Impeachment is rigged. The Founders knew it.

The Founders saw Mitch McConnell and the rest of the Senate GOP coming a million miles away. Unfortunately, they didn't do anything to stop them.

McConnell, the Senate Majority Leader, is prepping his chamber for an expected impeachment trial of President Trump in the new year — but he and many members of his caucus are signalling furiously that the game is rigged.

"We all know how it's going to end," McConnell said Thursday on Fox News. "There is no chance the president is going to be removed from office."

"I am clearly made up my mind," Sen. Lindsey Graham (R-S.C.), added Sunday on CBS. "I'm not trying to hide the fact that I have disdain for the accusations in the process."

So much for the senatorial oath to "do impartial justice" in impeachment proceedings. But none of this is surprising. Since the outset of the impeachment process, all political forecasts have been made with the presumption that Senate Republicans would put party over country. The odd thing, though, is that the Constitution's crafters foresaw this exact problem with the impeachment process they created — and decided to let it linger.

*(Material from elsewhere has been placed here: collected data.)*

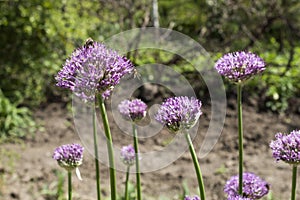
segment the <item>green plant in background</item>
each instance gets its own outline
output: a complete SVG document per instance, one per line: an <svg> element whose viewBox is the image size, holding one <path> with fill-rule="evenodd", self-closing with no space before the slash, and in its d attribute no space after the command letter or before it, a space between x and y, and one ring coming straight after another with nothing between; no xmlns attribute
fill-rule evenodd
<svg viewBox="0 0 300 200"><path fill-rule="evenodd" d="M10 102L0 89L0 138L23 137L37 128L29 109Z"/></svg>
<svg viewBox="0 0 300 200"><path fill-rule="evenodd" d="M146 7L144 1L138 4ZM111 12L116 9L122 12ZM131 22L122 25L118 17L127 13L118 5L89 0L2 1L0 88L4 95L12 103L30 108L60 98L63 92L54 87L53 77L61 59L81 44L82 38L104 40L122 31L121 27ZM141 13L135 11L134 15L140 17Z"/></svg>
<svg viewBox="0 0 300 200"><path fill-rule="evenodd" d="M20 158L18 152L3 147L0 148L0 197L6 187L7 176L11 176L15 172L16 162Z"/></svg>
<svg viewBox="0 0 300 200"><path fill-rule="evenodd" d="M46 200L66 200L64 196L65 174L59 170L54 170L53 172L57 177L57 181L54 181L49 185L45 184L41 191L41 195L43 195Z"/></svg>
<svg viewBox="0 0 300 200"><path fill-rule="evenodd" d="M268 196L267 196L267 200L275 200L272 191L269 192L269 194L268 194Z"/></svg>
<svg viewBox="0 0 300 200"><path fill-rule="evenodd" d="M224 164L222 164L219 168L216 169L214 174L222 175L222 174L225 174L227 171L228 171L228 168Z"/></svg>
<svg viewBox="0 0 300 200"><path fill-rule="evenodd" d="M128 200L136 200L136 190L135 190L135 185L132 184L130 181L128 181L127 185L127 194L128 194ZM120 200L125 200L126 197L119 198Z"/></svg>
<svg viewBox="0 0 300 200"><path fill-rule="evenodd" d="M273 111L287 110L289 100L300 95L300 47L295 47L293 52L293 61L285 51L278 54L270 50L262 54L270 66L262 75L263 84L267 86L266 106Z"/></svg>
<svg viewBox="0 0 300 200"><path fill-rule="evenodd" d="M180 197L180 199L183 200L186 195L190 194L189 186L186 181L182 182L182 188L183 188L183 192L182 192L182 196Z"/></svg>
<svg viewBox="0 0 300 200"><path fill-rule="evenodd" d="M64 191L64 180L65 180L65 175L59 171L56 172L56 175L58 177L57 179L57 190L56 190L56 197L58 200L63 199L63 195L65 193Z"/></svg>

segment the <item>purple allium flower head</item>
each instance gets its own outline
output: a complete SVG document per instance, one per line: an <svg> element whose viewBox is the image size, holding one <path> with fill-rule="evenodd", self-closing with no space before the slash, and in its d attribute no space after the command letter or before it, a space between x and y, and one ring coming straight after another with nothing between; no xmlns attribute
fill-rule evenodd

Impeachments "will seldom fail to agitate the passions of the whole community, and to divide it into parties more or less friendly or inimical to the accused," Alexander Hamilton wrote in Federalist 65. "In many cases it will connect itself with the pre-existing factions, and will enlist all their animosities, partialities, influence, and interest on one side or on the other; and in such cases there will always be the greatest danger that the decision will be regulated more by the comparative strength of parties, than by the real demonstrations of innocence or guilt."

That's a remarkably precise description, more than 200 years in advance, of how we can expect the impeachment trial of Trump to play out in the Senate. And it's worth asking: If the flaws of the impeachment process were that obvious to the Founders — if they knew that "real demonstrations of innocence or guilt" would be meaningless — why didn't they try to come up with a different, better process?

One reason, surprisingly, is that they decided to do impeachment the way it had always been done. In Great Britain, Hamilton wrote in Federalist 65, the House of Commons would handle impeachment and the House of Lords would hear the trial of the impeached official. A similar arrangement was already outlined in the constitutions of most of the 13 U.S. states. The Founders went with what was familiar.

They also were worried about making government more complex and expensive. They considered creating an entirely separate court of trial for impeachments, Hamilton wrote: "It must either consist of permanent officers, stationary at the seat of government, and of course entitled to fixed and regular stipends, or of certain officers of the State governments to be called upon whenever an impeachment was actually depending." The first option would cost too much money, he said; the second would be too cumbersome.

Two centuries later, though, a separate court to hear impeachments doesn't seem quite so problematic — the expense of a standing court might be less than, say, the $400 million in military aid that Trump withheld from Ukraine. And modern advancements make travelling from the 50 states fairly easy, indeed.

Instead, we're stuck with a Senate that has all but rendered its judgment on Trump even before the trial has started.

Trump's rise, of course, has highlighted some of the Constitution's shortcomings, most notably, the Electoral College, which was designed to keep voters from directly choosing America's president — in order to prevent them from choosing a demagogic grifter like Trump himself. Instead, the Electoral College overturned the will of the voters in 2016 and gave us the kind of dangerous president the Founders were trying to avoid.

At least the Founders were trying to prevent a problem in the case of the Electoral College. With impeachment, it appears, they foresaw the problem — and dealt with it by shrugging and somewhat obnoxiously daring their critics to do better.

"If mankind were to resolve to agree in no institution of government, until every part of it had been adjusted to the most exact standard of perfection, society would soon become a general scene of anarchy, and the world a desert," Hamilton wrote. If critics of impeachment want to do better, he added, "they ought to prove, not merely that particular provisions in it are not the best which might have been imagined, but that the plan upon the whole is bad and pernicious."

The Founders were smart. They tried to prevent people like Trump from becoming president. They foresaw that McConnell would rig a Senate impeachment trial in Trump's favor. But they didn't stop either man from accomplishing his aims. Americans tend to worship the Constitution as essential to their liberties. But the Founders were fallible men, and the document they created could use some fixing. If we survive Trump's presidency, it will be time to take a fresh look at our founding document.